The Department for Work and Pensions (DWP) has admitted that these plans would only come into force in 2025, during which time the number of people on benefits is likely to keep rising. Another government could also tear them up after the next election.

Stride blamed the long implementation time on getting IT systems and job centre workers ready. 

But wholesale reform designed to get more people back to work, including scrapping the work capability assessment and focusing more on what benefits claimants can do, is not due to happen until the end of the decade 

Ray-Chaudhuri says the reforms will “at most deliver a short-run saving before becoming irrelevant”.

“Reforms implemented in the last three decades that were aimed at reducing the numbers moving onto disability and incapacity benefits have often failed to deliver the savings that had been claimed,” he adds.

Evans from the Learning and Work Institute also warns that without actual targeted support many claimants are “still going to be out of work and just claiming a different benefit instead.”

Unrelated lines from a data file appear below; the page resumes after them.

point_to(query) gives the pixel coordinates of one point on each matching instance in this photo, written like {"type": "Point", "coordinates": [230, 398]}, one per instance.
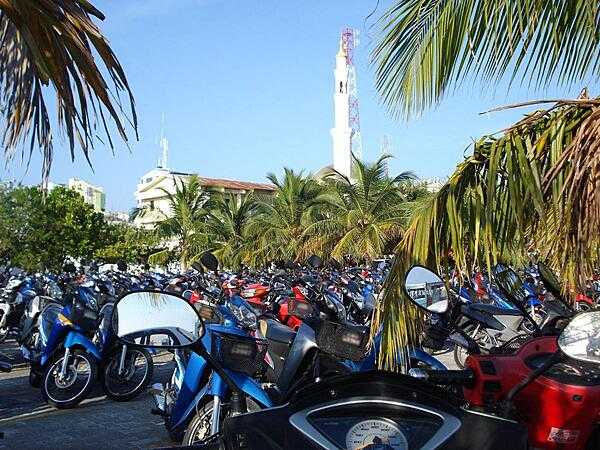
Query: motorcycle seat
{"type": "Point", "coordinates": [275, 331]}
{"type": "Point", "coordinates": [495, 310]}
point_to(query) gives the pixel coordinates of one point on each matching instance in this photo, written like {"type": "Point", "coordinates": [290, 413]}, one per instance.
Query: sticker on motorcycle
{"type": "Point", "coordinates": [562, 435]}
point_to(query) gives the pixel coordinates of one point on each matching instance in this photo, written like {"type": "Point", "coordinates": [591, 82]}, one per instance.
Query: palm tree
{"type": "Point", "coordinates": [280, 223]}
{"type": "Point", "coordinates": [227, 225]}
{"type": "Point", "coordinates": [365, 216]}
{"type": "Point", "coordinates": [57, 44]}
{"type": "Point", "coordinates": [428, 47]}
{"type": "Point", "coordinates": [185, 222]}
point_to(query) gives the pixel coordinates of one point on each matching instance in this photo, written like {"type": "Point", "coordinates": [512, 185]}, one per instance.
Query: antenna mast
{"type": "Point", "coordinates": [350, 40]}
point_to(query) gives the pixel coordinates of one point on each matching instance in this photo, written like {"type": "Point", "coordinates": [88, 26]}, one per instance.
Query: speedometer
{"type": "Point", "coordinates": [375, 434]}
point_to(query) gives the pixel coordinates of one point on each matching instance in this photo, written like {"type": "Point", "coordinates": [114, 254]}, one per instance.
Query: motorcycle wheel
{"type": "Point", "coordinates": [82, 370]}
{"type": "Point", "coordinates": [138, 372]}
{"type": "Point", "coordinates": [199, 427]}
{"type": "Point", "coordinates": [35, 378]}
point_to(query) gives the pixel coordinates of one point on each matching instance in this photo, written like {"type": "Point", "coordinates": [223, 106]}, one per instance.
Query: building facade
{"type": "Point", "coordinates": [93, 195]}
{"type": "Point", "coordinates": [152, 192]}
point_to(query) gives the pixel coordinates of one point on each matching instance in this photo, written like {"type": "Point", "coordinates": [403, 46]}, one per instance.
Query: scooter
{"type": "Point", "coordinates": [357, 411]}
{"type": "Point", "coordinates": [75, 343]}
{"type": "Point", "coordinates": [550, 385]}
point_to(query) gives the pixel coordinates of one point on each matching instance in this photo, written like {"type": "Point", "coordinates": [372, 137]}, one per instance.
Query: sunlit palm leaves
{"type": "Point", "coordinates": [364, 216]}
{"type": "Point", "coordinates": [184, 223]}
{"type": "Point", "coordinates": [427, 47]}
{"type": "Point", "coordinates": [227, 227]}
{"type": "Point", "coordinates": [281, 221]}
{"type": "Point", "coordinates": [56, 44]}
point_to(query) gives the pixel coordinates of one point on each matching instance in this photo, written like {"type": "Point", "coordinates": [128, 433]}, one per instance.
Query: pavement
{"type": "Point", "coordinates": [97, 423]}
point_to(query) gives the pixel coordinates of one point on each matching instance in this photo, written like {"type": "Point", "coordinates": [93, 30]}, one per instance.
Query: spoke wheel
{"type": "Point", "coordinates": [137, 373]}
{"type": "Point", "coordinates": [68, 391]}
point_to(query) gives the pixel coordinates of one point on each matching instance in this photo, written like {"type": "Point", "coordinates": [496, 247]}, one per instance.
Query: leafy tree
{"type": "Point", "coordinates": [365, 216]}
{"type": "Point", "coordinates": [56, 44]}
{"type": "Point", "coordinates": [127, 243]}
{"type": "Point", "coordinates": [280, 223]}
{"type": "Point", "coordinates": [428, 47]}
{"type": "Point", "coordinates": [40, 233]}
{"type": "Point", "coordinates": [184, 224]}
{"type": "Point", "coordinates": [228, 225]}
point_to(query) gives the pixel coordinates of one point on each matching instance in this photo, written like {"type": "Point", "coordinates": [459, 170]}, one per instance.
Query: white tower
{"type": "Point", "coordinates": [341, 133]}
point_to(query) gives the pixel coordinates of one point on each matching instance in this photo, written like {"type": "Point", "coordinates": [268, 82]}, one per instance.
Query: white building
{"type": "Point", "coordinates": [93, 195]}
{"type": "Point", "coordinates": [152, 198]}
{"type": "Point", "coordinates": [341, 133]}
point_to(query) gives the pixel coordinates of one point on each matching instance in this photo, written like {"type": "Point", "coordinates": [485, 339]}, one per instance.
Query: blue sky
{"type": "Point", "coordinates": [247, 88]}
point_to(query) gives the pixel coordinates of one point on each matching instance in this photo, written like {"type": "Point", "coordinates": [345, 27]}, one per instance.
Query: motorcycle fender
{"type": "Point", "coordinates": [189, 395]}
{"type": "Point", "coordinates": [420, 355]}
{"type": "Point", "coordinates": [75, 339]}
{"type": "Point", "coordinates": [250, 387]}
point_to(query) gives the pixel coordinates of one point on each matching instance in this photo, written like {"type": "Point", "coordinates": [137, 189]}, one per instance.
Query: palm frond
{"type": "Point", "coordinates": [57, 44]}
{"type": "Point", "coordinates": [428, 47]}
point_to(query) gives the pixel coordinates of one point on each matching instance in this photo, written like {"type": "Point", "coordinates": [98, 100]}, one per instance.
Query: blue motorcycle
{"type": "Point", "coordinates": [76, 346]}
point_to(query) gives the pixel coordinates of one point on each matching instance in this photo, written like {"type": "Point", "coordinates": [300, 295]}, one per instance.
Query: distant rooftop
{"type": "Point", "coordinates": [234, 184]}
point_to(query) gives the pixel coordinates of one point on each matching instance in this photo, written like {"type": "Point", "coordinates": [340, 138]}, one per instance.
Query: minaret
{"type": "Point", "coordinates": [341, 133]}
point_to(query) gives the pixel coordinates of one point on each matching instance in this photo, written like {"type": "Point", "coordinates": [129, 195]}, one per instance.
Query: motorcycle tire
{"type": "Point", "coordinates": [199, 427]}
{"type": "Point", "coordinates": [3, 334]}
{"type": "Point", "coordinates": [49, 378]}
{"type": "Point", "coordinates": [111, 381]}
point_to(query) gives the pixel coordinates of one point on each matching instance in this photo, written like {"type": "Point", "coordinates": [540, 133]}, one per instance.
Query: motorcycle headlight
{"type": "Point", "coordinates": [244, 315]}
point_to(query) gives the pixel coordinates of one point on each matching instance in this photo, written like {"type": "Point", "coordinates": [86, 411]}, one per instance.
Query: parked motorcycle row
{"type": "Point", "coordinates": [285, 357]}
{"type": "Point", "coordinates": [62, 325]}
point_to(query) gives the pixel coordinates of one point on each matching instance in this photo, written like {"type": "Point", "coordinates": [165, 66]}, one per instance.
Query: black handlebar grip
{"type": "Point", "coordinates": [463, 377]}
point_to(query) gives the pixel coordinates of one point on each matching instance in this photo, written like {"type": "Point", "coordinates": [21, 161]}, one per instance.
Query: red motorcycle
{"type": "Point", "coordinates": [292, 320]}
{"type": "Point", "coordinates": [548, 383]}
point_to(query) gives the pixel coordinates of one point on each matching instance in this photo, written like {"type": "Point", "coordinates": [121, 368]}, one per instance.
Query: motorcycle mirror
{"type": "Point", "coordinates": [426, 289]}
{"type": "Point", "coordinates": [209, 261]}
{"type": "Point", "coordinates": [156, 319]}
{"type": "Point", "coordinates": [314, 261]}
{"type": "Point", "coordinates": [549, 279]}
{"type": "Point", "coordinates": [581, 337]}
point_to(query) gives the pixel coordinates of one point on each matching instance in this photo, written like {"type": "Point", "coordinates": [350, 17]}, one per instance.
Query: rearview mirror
{"type": "Point", "coordinates": [426, 289]}
{"type": "Point", "coordinates": [581, 338]}
{"type": "Point", "coordinates": [209, 261]}
{"type": "Point", "coordinates": [156, 319]}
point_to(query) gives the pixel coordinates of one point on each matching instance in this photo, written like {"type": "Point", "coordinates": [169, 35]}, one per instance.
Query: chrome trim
{"type": "Point", "coordinates": [300, 421]}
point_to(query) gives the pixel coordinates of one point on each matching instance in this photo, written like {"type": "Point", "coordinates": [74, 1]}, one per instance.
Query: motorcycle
{"type": "Point", "coordinates": [356, 411]}
{"type": "Point", "coordinates": [73, 344]}
{"type": "Point", "coordinates": [549, 381]}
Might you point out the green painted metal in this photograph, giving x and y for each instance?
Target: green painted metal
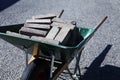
(67, 52)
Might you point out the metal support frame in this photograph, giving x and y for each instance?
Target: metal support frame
(52, 64)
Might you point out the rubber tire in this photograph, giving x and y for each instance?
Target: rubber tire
(36, 70)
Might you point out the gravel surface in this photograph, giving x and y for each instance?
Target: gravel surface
(100, 59)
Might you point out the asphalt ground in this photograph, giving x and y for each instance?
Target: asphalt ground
(100, 59)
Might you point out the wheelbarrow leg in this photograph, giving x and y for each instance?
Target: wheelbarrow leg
(77, 67)
(35, 52)
(60, 70)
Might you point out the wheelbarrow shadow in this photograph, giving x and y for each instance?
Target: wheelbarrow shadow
(107, 72)
(6, 3)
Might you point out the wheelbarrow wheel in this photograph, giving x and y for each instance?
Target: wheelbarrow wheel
(36, 70)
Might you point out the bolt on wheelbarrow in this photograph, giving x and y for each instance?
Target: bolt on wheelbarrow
(48, 60)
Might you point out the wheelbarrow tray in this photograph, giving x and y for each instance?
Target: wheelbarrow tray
(65, 52)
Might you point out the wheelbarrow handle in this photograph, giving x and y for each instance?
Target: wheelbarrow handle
(100, 23)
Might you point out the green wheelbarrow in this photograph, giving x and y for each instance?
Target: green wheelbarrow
(48, 60)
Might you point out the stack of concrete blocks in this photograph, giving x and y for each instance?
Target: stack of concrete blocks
(50, 28)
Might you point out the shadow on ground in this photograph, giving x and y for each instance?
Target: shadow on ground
(107, 72)
(6, 3)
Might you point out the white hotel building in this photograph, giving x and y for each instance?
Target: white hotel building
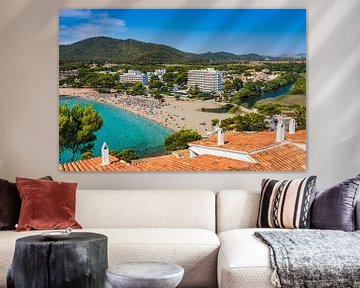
(208, 80)
(134, 76)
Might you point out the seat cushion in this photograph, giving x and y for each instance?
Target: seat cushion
(244, 261)
(196, 250)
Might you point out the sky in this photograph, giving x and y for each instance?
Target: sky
(269, 32)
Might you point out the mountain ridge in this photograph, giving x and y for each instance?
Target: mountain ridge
(131, 51)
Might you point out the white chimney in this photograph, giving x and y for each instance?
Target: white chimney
(280, 131)
(292, 126)
(105, 155)
(220, 135)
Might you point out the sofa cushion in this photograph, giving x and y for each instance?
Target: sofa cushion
(46, 204)
(286, 204)
(194, 249)
(244, 261)
(146, 209)
(236, 209)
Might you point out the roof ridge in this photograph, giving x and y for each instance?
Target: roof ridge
(282, 143)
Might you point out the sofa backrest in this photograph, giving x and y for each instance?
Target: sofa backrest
(239, 209)
(146, 209)
(236, 209)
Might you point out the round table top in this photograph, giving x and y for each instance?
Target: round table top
(73, 237)
(146, 270)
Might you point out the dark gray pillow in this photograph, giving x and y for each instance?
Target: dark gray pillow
(334, 208)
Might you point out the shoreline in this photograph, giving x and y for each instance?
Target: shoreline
(172, 114)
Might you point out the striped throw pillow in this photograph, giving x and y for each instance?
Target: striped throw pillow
(286, 204)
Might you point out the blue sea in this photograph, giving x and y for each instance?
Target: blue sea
(121, 130)
(271, 94)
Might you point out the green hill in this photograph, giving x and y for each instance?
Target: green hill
(100, 49)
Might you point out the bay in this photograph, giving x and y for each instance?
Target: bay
(121, 130)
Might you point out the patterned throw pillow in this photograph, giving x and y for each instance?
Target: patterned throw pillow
(286, 204)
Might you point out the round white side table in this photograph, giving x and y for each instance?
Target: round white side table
(145, 275)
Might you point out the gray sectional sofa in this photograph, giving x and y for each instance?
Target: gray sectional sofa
(210, 235)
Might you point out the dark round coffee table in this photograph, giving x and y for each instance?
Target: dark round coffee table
(145, 275)
(80, 261)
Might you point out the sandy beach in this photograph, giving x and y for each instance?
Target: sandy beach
(173, 114)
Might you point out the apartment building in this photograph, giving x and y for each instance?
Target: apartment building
(134, 76)
(208, 80)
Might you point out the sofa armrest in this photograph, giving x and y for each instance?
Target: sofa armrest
(357, 215)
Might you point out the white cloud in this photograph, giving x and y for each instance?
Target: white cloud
(75, 13)
(100, 24)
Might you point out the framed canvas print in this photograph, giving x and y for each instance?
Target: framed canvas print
(182, 90)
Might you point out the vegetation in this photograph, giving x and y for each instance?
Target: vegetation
(301, 117)
(299, 87)
(179, 140)
(248, 122)
(254, 89)
(102, 49)
(76, 128)
(285, 100)
(127, 155)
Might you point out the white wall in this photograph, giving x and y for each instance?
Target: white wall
(29, 100)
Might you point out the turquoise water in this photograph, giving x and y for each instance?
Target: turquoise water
(272, 94)
(121, 130)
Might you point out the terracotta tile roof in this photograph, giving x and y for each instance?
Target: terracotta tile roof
(94, 164)
(248, 142)
(261, 146)
(287, 157)
(298, 137)
(199, 163)
(240, 141)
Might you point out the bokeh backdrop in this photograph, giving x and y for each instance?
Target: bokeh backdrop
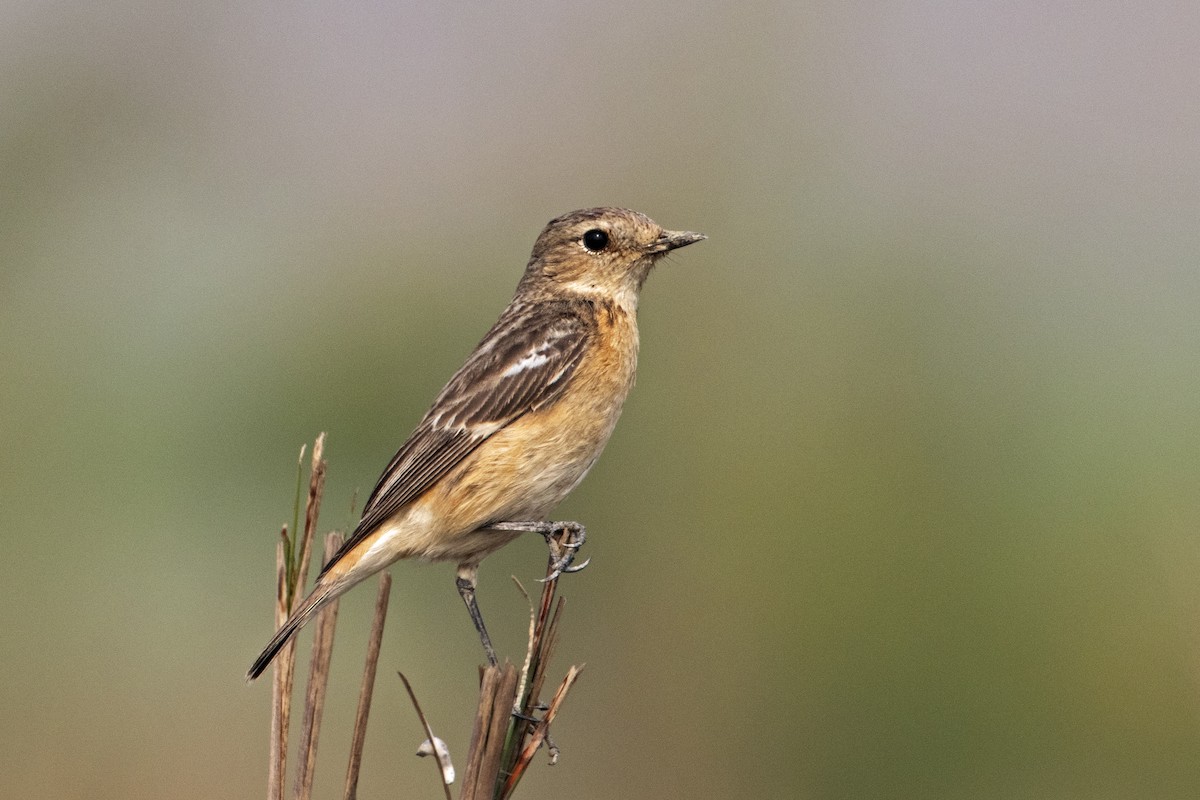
(906, 503)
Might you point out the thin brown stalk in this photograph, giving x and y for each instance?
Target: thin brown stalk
(365, 692)
(281, 691)
(312, 509)
(489, 680)
(318, 679)
(429, 734)
(540, 732)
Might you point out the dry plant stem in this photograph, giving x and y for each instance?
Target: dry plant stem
(502, 715)
(312, 509)
(539, 733)
(369, 673)
(281, 685)
(429, 733)
(318, 679)
(496, 698)
(490, 677)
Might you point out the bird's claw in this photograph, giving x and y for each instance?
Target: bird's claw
(562, 553)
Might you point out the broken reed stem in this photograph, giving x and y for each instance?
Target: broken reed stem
(312, 509)
(540, 731)
(281, 683)
(429, 734)
(365, 692)
(318, 679)
(503, 741)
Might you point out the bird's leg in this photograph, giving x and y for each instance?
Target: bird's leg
(562, 553)
(466, 583)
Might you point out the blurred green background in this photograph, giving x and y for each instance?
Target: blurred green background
(905, 503)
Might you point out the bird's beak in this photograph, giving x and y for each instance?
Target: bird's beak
(675, 239)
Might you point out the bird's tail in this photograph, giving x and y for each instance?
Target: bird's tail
(318, 597)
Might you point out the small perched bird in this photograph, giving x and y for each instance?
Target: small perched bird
(520, 425)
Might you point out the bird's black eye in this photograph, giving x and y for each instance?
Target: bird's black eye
(595, 240)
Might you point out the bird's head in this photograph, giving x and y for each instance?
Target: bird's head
(605, 252)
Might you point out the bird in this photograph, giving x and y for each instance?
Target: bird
(519, 425)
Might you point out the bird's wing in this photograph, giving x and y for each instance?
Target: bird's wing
(525, 362)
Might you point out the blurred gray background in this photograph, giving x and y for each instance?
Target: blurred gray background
(905, 503)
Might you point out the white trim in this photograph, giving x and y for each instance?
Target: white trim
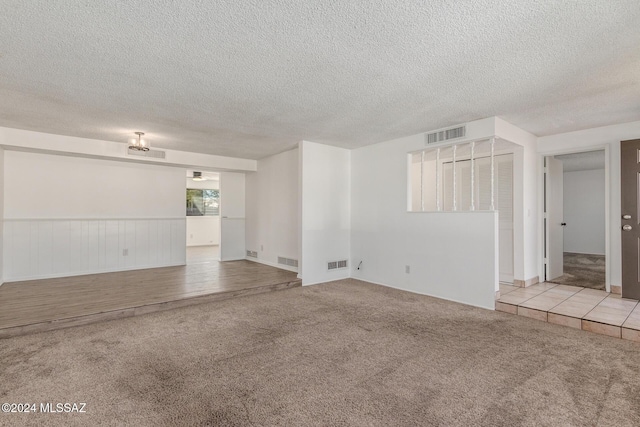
(607, 206)
(90, 273)
(273, 264)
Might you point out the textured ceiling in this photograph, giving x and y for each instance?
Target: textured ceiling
(588, 160)
(252, 78)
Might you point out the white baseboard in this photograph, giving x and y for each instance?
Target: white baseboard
(273, 264)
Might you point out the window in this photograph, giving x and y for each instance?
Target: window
(203, 202)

The OBR also suggested assessment and even the benefits system itself could be part of the problem.

Changes to the way claimants were assessed during Covid, when so-called work capability assessments that judge how fit people are for work were all conducted remotely. 

At one point this led to “close to 100pc” of those who applied for incapacity benefits being approved for benefit payments, according to the OBR.

The budget watchdog also suggested that claimants were also actively seeking sickness benefits that assess people as having limited capability for work or work-related activity. 

These benefits pay an extra £4,700 a year on top of the standard £4,400 allowance – the same group Stride is targeting today.

Andy King, a former OBR official, said in July: “The legacy of a health crisis in the midst of a cost of living crisis is likely to make people look very carefully at what they may be eligible for within the welfare system.”

The OBR also highlighted that once people are approved as having a health condition, “there is little regular engagement with them, either in terms of encouraging employment or reassessing their health”. 

Reassessments were paused during Covid and have “only restarted slowly”, it added.

Stride has correctly diagnosed the problem, yet the medicine he is prescribing may do more to hinder than help Britain’s long-term sick.